„Erlauben Sie,“ krächzte Hippolyt, „wird das nicht gar zu gefühlvoll werden? Wir sind keine Kinder. Sie wollten doch zur Sache kommen, die Uhr geht auf zehn, vergessen Sie das nicht.“
„Gewiß, gewiß, meine Herren,“ willigte der Fürst sogleich ein. „Nach dem ersten Mißtrauen sagte ich mir denn auch, daß ich mich täuschen und daß Pawlischtscheff vielleicht wirklich einen natürlichen Sohn haben könne. Mich wunderte nur sehr, daß dieser Sohn so leichtfertig, das heißt, Verzeihung, ich will sagen: so öffentlich das Geheimnis seiner Herkunft aufdeckt und vor allem seine Mutter nicht schont. Denn Tschebaroff drohte mir schon damals mit der Veröffentlichung ...“
„Welch eine Dummheit!“ rief Lebedeffs Neffe ärgerlich aus.
„Sie haben nicht das Recht ... haben nicht das Recht!“ stotterte fast schreiend Burdowskij.

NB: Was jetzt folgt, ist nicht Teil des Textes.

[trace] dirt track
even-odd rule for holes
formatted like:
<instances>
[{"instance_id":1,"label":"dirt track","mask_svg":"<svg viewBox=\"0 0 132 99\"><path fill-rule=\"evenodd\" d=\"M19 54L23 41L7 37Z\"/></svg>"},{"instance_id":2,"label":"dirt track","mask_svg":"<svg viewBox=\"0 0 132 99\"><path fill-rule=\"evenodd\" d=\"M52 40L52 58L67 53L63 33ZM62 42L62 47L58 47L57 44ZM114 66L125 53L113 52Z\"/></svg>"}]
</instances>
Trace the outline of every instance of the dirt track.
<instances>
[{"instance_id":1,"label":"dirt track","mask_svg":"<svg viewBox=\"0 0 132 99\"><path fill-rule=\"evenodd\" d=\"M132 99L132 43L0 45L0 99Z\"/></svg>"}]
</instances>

„Der Sohn ist für die Handlungen seines Vaters nicht verantwortlich und die Mutter ist in diesem Fall unschuldig,“ erklärte Hippolyt.
„Um so mehr, denke ich, hätte er sie schonen sollen ...“ bemerkte der Fürst fast schüchtern.
„Sie sind nicht nur furchtbar naiv, Fürst, sondern sind noch etwas mehr,“ meinte Lebedeffs Neffe mit boshaftem Lachen.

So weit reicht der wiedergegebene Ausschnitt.